Üniversiten var ama Allahlık Ali Bey konseptinde. Yönetim zaafı içinde. Kadro zaafı içinde. Eski dostların ezilirken kurduğu ittifak çözülmüş, kardeşlerin birbirini yeme arenasına dönmüş. Dilimizde tüy bitti, İletişim Fakültesi açılsın diye. Hay dilimizi eşşek arısı soksaymış. İletişim Fakültesi açılmış, dekanı da var, dekanın odası yok. Şimdi dekanın odası varsa, bölümün sınıfı yoktur. Olsa ne fark eder? Dekan basına beyanat veriyor: “Buradaki öğrenciler her sene mutlaka Adapazarı’yla ilgili ödev yapacaklar.” Alkıııışşş. Mecburi iletişim modeli. Yeni bu. İleri demokrasilerde üniversiteler işte böyle olmalı. Çok güzel bir iletişim modeli gerçekten. Bu mantığa göre, Harvard’da sadece Boston hatta Cambridge mahallesi hakkında, Sorbonne’da da yalnız Paris hakkında akademik araştırmalar ve çalışmalar yapılmalıdır. Hey Allahım Ya Rabbim. Siz hiç bu kadar komik bir şey duydunuz mu? Sanki Adapazarı iletişim konusu kaynıyor. Ayrıca senin işin konu polisliği yapmak mıdır? İletişim dekanı iletişimin ne olduğunu bilmiyor. Bu durumda, Üniversite – Sanayi - Büyükşehir işbirliğinin Serdivan’ın eski mezbaha yolundaki cafelerden ibaret olması kaçınılmaz tabii.
Hadi iletişimciler, benden size bir kıyak. İşte size bedavadan ödev konusu: Ulusal TV kanalllarında yayınlanan Ana Haber kuşaklarında geçtiğimiz yıl kaç kere yer almış Adapazarı? Neyle? Ben bir tanesini söyleyeyim, diğerlerini siz derleyip toparlayın. Hırsız, ama nitelikli, cesaretli, uzman olanından. Bankaya girdi. İçerdekileri dışarı çıkardı tek tek. Bankayı soydu. Bir de güzelcene kilitledi bankayı. Hem de içerden. Bu eğlenceli olanı, öbürleri içinde bir tane olumlu olanı var mı, araştırın bakalım.

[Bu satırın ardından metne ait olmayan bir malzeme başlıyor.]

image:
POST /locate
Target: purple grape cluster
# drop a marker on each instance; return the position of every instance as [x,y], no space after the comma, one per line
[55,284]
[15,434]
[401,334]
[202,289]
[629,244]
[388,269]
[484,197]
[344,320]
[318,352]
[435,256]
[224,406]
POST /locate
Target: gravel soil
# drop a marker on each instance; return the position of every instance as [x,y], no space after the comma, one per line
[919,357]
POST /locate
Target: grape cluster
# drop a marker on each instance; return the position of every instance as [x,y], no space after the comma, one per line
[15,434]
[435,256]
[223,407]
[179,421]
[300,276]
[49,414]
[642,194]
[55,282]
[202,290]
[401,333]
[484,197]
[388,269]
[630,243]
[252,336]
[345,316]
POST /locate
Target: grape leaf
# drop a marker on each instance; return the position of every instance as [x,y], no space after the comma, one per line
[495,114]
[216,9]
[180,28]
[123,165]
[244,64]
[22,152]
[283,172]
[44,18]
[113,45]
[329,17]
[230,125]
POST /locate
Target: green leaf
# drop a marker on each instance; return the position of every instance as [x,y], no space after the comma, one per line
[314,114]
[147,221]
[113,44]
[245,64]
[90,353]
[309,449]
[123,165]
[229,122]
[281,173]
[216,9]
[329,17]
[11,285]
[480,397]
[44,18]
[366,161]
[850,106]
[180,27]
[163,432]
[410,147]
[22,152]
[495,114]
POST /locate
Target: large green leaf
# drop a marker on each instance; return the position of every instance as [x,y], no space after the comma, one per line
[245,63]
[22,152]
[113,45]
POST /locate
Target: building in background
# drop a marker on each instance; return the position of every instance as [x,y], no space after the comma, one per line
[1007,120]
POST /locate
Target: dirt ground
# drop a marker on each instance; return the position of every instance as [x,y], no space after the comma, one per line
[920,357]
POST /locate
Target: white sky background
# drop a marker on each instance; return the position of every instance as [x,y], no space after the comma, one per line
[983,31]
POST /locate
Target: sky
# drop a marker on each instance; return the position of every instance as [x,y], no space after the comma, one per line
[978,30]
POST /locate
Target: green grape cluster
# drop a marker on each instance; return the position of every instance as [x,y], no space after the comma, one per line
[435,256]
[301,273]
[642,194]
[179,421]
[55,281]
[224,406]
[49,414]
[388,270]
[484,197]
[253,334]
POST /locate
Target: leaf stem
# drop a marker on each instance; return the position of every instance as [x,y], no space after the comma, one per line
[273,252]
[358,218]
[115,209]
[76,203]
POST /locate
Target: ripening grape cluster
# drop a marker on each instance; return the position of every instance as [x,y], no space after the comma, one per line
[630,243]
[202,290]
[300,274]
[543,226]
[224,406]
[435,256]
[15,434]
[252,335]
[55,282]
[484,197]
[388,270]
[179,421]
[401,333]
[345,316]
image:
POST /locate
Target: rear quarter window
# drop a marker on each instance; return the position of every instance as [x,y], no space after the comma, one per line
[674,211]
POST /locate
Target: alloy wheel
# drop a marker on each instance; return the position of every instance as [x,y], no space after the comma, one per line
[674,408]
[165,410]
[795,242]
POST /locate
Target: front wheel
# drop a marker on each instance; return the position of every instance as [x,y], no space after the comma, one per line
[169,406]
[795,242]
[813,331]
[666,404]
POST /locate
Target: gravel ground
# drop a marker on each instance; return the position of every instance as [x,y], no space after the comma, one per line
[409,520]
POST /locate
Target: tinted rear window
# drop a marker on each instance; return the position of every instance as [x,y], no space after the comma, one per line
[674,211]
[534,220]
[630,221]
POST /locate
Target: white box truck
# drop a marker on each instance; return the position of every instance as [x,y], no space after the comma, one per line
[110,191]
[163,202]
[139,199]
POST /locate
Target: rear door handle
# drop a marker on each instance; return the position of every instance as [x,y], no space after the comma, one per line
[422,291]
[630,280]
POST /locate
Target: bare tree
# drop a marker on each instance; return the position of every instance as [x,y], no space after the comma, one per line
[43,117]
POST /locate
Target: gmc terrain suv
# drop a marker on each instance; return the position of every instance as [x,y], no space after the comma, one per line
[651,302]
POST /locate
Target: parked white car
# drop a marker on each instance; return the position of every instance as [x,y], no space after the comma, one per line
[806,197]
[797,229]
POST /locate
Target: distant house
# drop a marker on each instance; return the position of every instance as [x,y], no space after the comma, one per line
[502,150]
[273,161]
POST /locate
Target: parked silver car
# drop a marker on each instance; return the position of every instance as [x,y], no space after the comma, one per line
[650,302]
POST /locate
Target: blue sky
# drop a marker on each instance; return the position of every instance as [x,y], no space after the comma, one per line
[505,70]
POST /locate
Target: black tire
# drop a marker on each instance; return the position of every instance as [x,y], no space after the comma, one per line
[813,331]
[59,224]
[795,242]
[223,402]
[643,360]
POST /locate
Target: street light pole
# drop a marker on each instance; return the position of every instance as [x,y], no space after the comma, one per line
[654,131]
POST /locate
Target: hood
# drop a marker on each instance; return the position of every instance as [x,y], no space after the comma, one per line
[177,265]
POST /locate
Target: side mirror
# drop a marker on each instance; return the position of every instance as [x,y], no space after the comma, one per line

Alt kadrolarını zaten hesaba katmıyorum da, kafa, tepe, üst yönetimden, dünyada ne olup bittiği hakkında beş dakika bir yere bakmadan konuşup özetleyecek kaç kişi çıkar Adapazarı’nda.
Okumazlar. Bilmezler. Hep küçük kavgalar, küçük, siyasetler. Dostlukları da küçüktür, saygıları da, sevgileri de. Azıcık üstlerine git, “Şerefsiz”i yapıştırırlar. Dünyaya, en fazla Serdivan tepesi yüksekliğinden bakanlardan Everest’ten bakanların uzak görüşünü beklemiyoruz elbette ama gururları da oturdukları tepelerle mütenasip olsun istiyoruz.
Kendinizi kandırmayın. Başbakanın eteğinin altında siyaset yapmak, yaşadığınız şehri büyükşehir yapmaya yetmez. Muhalefetin de sizden farkının olmadığı ortada. Yumurta tavuk, tavuk yumurta. Ulusalcı gazetecilere kızar köpürür, rahatlarsınız. Şehir çürüyor ama. Bunun hesabını da er ya da geç sizden soracak bu şehir. İti öldürene sürütürler çünkü. Buralar hep bizim, hep de bizim kalacak diye böbürlenenler, bunu da bir düşünsünler derim. Cenaze sizin. Yok yok, tabuttaki sizsiniz.